I picked up a Fuji X-T1 the other day and held it to my eye alongside the Panasonic GH4. I wish the GH4’s EVF was that large. The GH4 has a great EVF for sure but the Fuji one just takes things to a new level.
A few months ago I shot a music video on the Olympus E-M1 purely to use the stabiliser and shoot without any rig. Pure handheld stuff, not even a z-finder. The 5 axis IBIS system is actually more useful for video than it is for stills, because for video you always need some kind of steady shooting apparatus. For photography I could shoot at 1/2 with the E-M1 handheld and an ND filter, to get flow-motion shots on the street in daylight with no tripod. Pin sharp. Unbelievable.
So that is the core of the camera sorted out – now we need the add-ons. Lenses are of course by far the most important ‘camera accessory’ you will ever buy. Here leading the way in 2014 is not Leica or Zeiss but Sigma. Their 18-35mm F1.8, 35mm F1.4 and 50mm F1.4 in the ART series outperforms just about everything else, at almost any price level. I can’t quite work out how Sigma have managed to leapfrog Zeiss on performance while keeping prices below the $1000 mark in typical Sigma style… But they have.

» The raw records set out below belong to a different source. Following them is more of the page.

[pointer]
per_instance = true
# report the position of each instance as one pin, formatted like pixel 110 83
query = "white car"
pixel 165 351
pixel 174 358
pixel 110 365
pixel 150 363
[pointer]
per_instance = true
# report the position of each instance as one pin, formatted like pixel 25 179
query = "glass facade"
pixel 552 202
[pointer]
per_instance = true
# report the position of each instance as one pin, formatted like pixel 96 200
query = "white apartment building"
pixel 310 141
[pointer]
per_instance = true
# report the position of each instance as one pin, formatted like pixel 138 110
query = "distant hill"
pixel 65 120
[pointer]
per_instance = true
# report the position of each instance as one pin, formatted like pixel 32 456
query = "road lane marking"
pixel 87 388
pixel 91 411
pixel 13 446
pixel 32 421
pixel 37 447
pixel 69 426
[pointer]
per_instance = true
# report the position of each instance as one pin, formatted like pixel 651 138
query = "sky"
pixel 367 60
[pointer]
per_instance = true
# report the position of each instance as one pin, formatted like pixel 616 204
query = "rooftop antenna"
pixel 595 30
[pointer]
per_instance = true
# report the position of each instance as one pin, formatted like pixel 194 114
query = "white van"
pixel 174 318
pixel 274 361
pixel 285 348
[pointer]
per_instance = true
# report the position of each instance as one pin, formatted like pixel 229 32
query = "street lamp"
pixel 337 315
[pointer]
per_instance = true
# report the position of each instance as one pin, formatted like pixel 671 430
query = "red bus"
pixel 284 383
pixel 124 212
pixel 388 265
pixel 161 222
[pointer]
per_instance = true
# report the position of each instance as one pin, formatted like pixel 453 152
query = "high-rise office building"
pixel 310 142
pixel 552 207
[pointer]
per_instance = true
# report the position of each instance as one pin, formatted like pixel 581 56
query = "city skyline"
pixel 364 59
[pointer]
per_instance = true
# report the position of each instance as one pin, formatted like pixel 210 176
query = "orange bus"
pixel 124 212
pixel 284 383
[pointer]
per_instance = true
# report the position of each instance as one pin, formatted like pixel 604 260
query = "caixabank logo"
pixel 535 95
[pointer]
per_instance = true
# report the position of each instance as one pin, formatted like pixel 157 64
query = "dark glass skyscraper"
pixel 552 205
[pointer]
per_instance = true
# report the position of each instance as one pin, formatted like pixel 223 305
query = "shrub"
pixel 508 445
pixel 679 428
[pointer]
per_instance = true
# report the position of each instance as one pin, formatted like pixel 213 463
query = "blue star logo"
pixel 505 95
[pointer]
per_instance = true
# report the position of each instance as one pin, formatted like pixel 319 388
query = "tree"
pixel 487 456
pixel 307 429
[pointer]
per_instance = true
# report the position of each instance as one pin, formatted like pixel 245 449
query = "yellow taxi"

For post production on that lovely full frame 4K image, Blackmagic’s Resolve 11 looks extremely promising, with extensive editing features this time round. The cameras may be sadly very flawed but Blackmagic are absolutely on song when it comes to the other areas of their business.
Then in terms of outright style – I think the best looking camera of the moment has to be the Fuji X-T1. It has a simplicity and elegance to it that the Nikon Df lacks. It has a more classical feel to the photography ergonomics than the futuristic GH4. The Olympus E-M1 comes very close but the menus and buttons are a bit too fussy on that camera. The Sony A7 series is not in the same league for ergonomics as either, unfortunately.
So what happened to Canon’s technology?
Back in 2009 they had the best APS-C sensor (7D) and the best full frame sensor (5D Mark II).
They had a high bitrate internal codec for the time at around 44Mbit/s where Panasonic could barely get past the 17Mbit/s mark.
EVFs were a mile off optical viewfinders at the time. No competition.
The Canon L lenses, still superb, were unchallenged by cheaper alternatives. That isn’t the case today.
Canon were quietly going about introducing ultrasonic image stabilisation on some of their new L lenses… in-body stabilisation to match this was unheard of at this time.
You have to conclude Canon are losing the innovation race to the others, on every single photographic and video front. It’s very worrying. Even the Canon C300 and 1D C – technology Canon sells for way past the $10,000 mark – looks significantly dated in terms of the technology compared to what Sony and Panasonic now offer for less than 1 third of the price. MJPEG codec on the 1D C, a lack of video features and only 8bit 1080p from the C300 while the GH4 is doing 10bit 4K over the HDMI port for $1700!
I’m not saying that Canon’s stuff isn’t as wonderful now as it was when it was released…
What I am saying is that they desperately need to up their game on the innovation front.
The current situation is a shame. What a tragedy for customers that manufacturers cannot better pool their technology and put everything that’s good into one high end camera!